Depuis le début de l’année 2020, plus d’un million de cas de dengue et environ 400 décès ont été déclarés au Brésil. Triste record également pour l’océan Indien, avec des épidémies de dengue importantes à Mayotte et à La Réunion (plus de 30 000 cas depuis 2017), et pour les îles françaises des Caraïbes (15 000 cas depuis fin 2019). Pendant que l’attention des acteurs de la santé et des populations est accaparée par la pandémie, les maladies vectorielles, c’est-à-dire transmises par des arthropodes vecteurs, comme les moustiques ou les tiques, continuent de s’étendre, tandis que la lutte antivectorielle ralentit. Pour la dengue, et alors que les premiers symptômes sont similaires à ceux de la Covid-19, cette situation risque de retarder le diagnostic et la prise en charge spécifique des patients.

Des actions de surveillance de la dengue et de luttes anti-vectorielles ralenties

Les mesures de confinement, tout autour du globe, ont engendré une sous-déclaration des cas de dengue dans de nombreuses régions. Dans les territoires français d’outre-mer, les déclarations ont drastiquement chuté dès les premières semaines de confinement, alors même qu’une augmentation marquée des cas avait été enregistrée dans les semaines précédentes. Ces sous-déclarations ont impactées négativement le suivi épidémiologique de la dengue sur ces territoires.

En outre, c’est également la lutte anti-vectorielle, soit contre les moustiques, qui a vu ses activités affectées par la pandémie.

« Beaucoup d’actions de démoustication au sein des domiciles privés n’ont pas pu avoir lieu pendant le confinement en mars-avril dernier , explique Thierry Baldet, entomologiste médical au Cirad et co-auteur de l’article. En conséquence, il n’y pas eu de régulations suffisantes des populations de moustiques au cours de cette période. » Dans ce contexte de double épidémie (dengue et Covid-19) dans les territoires français d’outre-mer et du risque vectoriel qui augmente en été en climat tempéré (une transmission autochtone de dengue a été observée cet été dans l’Hérault), l’Anses a mobilisé un groupe d’experts (dont les travaux sont en ligne), que Thierry Baldet a présidé.
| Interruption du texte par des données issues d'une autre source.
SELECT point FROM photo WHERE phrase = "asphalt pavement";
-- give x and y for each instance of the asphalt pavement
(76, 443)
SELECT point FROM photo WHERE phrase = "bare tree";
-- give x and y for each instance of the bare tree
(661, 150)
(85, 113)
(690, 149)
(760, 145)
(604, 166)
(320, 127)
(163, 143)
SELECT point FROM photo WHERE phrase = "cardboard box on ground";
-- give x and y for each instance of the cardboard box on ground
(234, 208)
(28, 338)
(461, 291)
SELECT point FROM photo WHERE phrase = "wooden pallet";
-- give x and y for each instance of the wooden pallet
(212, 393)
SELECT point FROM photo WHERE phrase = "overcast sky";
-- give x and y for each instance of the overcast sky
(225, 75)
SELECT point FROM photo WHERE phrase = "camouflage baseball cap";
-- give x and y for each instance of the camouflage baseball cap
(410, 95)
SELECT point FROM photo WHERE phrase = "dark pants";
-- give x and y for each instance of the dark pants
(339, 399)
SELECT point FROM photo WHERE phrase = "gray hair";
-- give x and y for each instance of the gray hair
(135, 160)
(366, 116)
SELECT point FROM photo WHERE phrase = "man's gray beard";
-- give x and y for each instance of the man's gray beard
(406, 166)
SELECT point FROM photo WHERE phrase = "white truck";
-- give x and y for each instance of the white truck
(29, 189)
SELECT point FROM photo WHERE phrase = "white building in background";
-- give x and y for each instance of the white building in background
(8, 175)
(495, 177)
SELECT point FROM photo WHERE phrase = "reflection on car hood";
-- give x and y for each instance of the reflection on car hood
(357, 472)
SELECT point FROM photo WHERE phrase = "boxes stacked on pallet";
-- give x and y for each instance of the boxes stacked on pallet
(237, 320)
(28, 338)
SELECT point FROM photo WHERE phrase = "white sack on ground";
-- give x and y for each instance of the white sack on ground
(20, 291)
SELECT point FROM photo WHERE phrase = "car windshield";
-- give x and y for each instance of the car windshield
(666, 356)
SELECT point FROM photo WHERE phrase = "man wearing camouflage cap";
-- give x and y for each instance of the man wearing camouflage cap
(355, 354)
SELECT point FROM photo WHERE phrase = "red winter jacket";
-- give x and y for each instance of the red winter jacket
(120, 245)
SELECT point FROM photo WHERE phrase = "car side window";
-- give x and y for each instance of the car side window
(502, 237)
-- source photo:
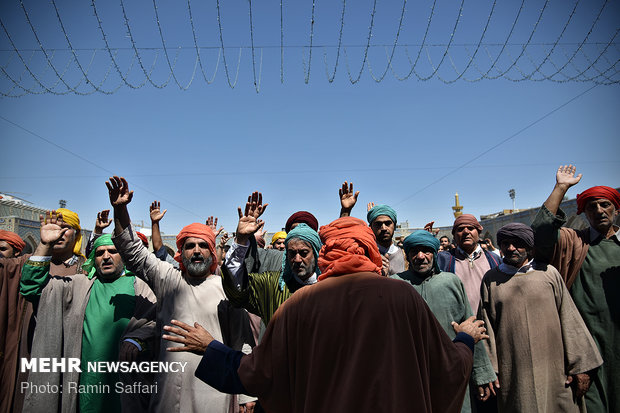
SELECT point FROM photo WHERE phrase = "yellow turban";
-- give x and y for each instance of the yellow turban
(73, 219)
(277, 236)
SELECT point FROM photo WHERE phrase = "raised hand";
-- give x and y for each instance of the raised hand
(119, 192)
(566, 176)
(195, 339)
(429, 227)
(261, 231)
(473, 327)
(248, 220)
(224, 239)
(212, 223)
(156, 213)
(103, 221)
(51, 227)
(385, 268)
(348, 198)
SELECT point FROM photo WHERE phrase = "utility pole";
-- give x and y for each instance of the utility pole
(512, 194)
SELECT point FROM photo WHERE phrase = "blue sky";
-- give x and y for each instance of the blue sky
(203, 150)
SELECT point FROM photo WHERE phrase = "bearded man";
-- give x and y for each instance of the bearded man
(589, 262)
(445, 295)
(539, 344)
(84, 316)
(16, 313)
(193, 291)
(354, 341)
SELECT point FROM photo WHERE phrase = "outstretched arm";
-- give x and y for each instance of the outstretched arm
(120, 196)
(564, 179)
(156, 215)
(35, 275)
(248, 220)
(348, 198)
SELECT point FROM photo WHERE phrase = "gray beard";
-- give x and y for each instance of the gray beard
(197, 269)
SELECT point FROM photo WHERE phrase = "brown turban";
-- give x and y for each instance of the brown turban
(201, 231)
(597, 192)
(349, 246)
(466, 219)
(13, 240)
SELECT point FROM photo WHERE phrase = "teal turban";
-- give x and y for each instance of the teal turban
(305, 233)
(424, 239)
(89, 264)
(381, 210)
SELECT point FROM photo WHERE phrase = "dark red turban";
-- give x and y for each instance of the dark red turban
(349, 246)
(201, 231)
(302, 216)
(466, 219)
(144, 239)
(12, 239)
(597, 192)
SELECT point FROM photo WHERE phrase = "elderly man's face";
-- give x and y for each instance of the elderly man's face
(600, 214)
(383, 228)
(279, 244)
(196, 257)
(515, 252)
(7, 250)
(301, 258)
(108, 262)
(466, 237)
(421, 259)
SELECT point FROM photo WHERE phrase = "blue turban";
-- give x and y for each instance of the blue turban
(425, 239)
(381, 210)
(305, 233)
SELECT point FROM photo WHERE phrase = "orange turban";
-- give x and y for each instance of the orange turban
(349, 246)
(12, 239)
(466, 219)
(73, 219)
(597, 192)
(201, 231)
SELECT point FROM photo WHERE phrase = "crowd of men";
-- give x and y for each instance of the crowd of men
(321, 319)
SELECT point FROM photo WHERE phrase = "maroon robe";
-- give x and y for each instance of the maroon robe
(357, 343)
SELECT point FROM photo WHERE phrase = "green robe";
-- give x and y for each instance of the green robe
(72, 311)
(103, 327)
(596, 293)
(445, 295)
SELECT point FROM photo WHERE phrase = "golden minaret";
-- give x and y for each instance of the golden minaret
(458, 209)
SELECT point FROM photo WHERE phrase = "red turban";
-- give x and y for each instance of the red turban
(302, 216)
(349, 246)
(12, 239)
(143, 237)
(466, 219)
(201, 231)
(597, 192)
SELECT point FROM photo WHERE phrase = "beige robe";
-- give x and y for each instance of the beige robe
(186, 300)
(537, 339)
Les scientifiques appellent ainsi à de meilleures campagnes de sensibilisation auprès du grand public, notamment sur les réseaux sociaux. Le but est de renforcer la mobilisation sociale contre la dengue et d’améliorer les pratiques de lutte anti-vectorielle. Ces recommandations sur les bonnes pratiques à adopter dans la lutte contre les moustiques au temps de la Covid-19 ont été mises en œuvre dans les territoires français d’outre-mer et devraient être utiles aux autres régions du monde touchées par la dengue.
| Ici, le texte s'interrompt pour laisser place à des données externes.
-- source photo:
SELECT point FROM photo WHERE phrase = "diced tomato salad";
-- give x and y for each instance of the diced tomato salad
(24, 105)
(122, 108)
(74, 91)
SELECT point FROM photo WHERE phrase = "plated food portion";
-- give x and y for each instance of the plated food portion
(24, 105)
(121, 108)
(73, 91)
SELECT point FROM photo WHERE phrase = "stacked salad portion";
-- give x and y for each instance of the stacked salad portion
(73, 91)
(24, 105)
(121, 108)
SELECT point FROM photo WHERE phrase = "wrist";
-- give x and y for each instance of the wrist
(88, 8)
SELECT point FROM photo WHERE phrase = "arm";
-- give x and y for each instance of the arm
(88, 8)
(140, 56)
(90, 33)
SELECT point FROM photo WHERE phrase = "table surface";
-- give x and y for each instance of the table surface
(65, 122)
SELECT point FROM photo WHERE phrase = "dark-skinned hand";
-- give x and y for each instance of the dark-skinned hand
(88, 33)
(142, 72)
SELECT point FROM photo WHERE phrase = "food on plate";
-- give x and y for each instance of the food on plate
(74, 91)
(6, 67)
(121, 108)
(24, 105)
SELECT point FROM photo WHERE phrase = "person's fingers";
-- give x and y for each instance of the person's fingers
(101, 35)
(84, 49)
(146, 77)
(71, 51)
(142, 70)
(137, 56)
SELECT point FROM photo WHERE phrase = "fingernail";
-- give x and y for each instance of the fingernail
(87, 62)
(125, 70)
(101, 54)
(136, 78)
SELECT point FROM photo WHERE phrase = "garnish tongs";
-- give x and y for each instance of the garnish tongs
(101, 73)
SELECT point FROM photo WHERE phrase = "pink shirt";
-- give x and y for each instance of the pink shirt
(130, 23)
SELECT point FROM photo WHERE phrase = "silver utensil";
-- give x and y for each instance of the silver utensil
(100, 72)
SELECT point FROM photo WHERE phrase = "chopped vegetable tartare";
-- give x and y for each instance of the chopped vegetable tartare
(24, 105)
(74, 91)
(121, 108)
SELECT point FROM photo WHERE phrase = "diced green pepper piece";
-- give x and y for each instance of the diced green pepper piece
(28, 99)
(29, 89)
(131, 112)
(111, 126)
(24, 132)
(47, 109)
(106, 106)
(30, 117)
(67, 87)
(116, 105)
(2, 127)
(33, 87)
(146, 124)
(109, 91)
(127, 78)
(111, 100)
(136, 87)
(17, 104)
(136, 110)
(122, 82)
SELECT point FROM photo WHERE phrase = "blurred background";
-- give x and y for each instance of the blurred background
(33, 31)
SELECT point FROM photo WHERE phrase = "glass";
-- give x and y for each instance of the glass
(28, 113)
Dengue et Covid-19 : une coexistence dangereuse

En plus des impacts sanitaires, économiques et sociaux que peuvent causer les épidémies de dengue, il apparaît que les premiers symptômes de la dengue sont très similaires à ceux de la Covid-19. Erreurs de diagnostic, faux positifs ou mauvaise prise en charge, les conséquences sanitaires pour les pays où les deux maladies évoluent en même temps peuvent être majeures.
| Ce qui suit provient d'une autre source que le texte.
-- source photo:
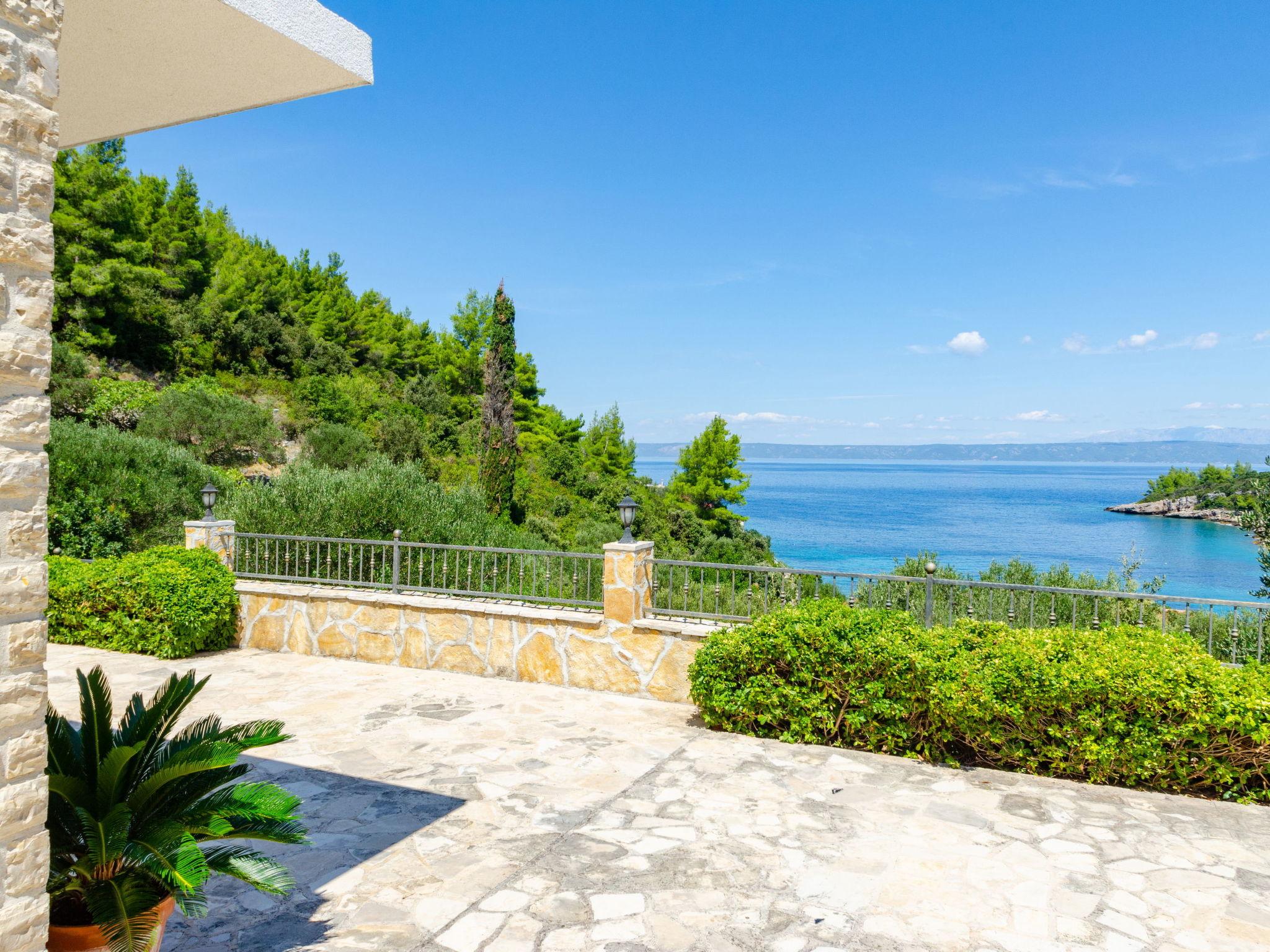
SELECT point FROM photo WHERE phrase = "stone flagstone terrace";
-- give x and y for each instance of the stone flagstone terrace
(453, 814)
Si la mobilisation contre la Covid-19 est nécessaire, les auteurs de l’article rappellent ainsi qu’il ne faut pas en oublier pour autant la lutte contre la dengue et les autres maladies à arbovirus et transmises par les moustiques Aedes (Zika, chikungunya, fièvre jaune, …).

Des approches innovantes dans la lutte contre les moustiques Aedes

Le Cirad, par ses travaux sur les maladies animales ou zoonotiques vectorielles, a acquis une solide expertise sur la lutte contre les arthropodes vecteurs, ainsi qu’en modélisation. Grâce à ce savoir, les équipes du Cirad sont capables de développer des solutions innovantes dans la lutte contre les moustiques urbains Aedes (Ae. albopictus et Ae. aegypti ), vecteurs de la dengue, du virus Zika, ou encore du chikungunya. Parmi ces approches, notons deux d’entre elles : la modélisation des densités de populations de moustiques et la technique de l’insecte stérile renforcée.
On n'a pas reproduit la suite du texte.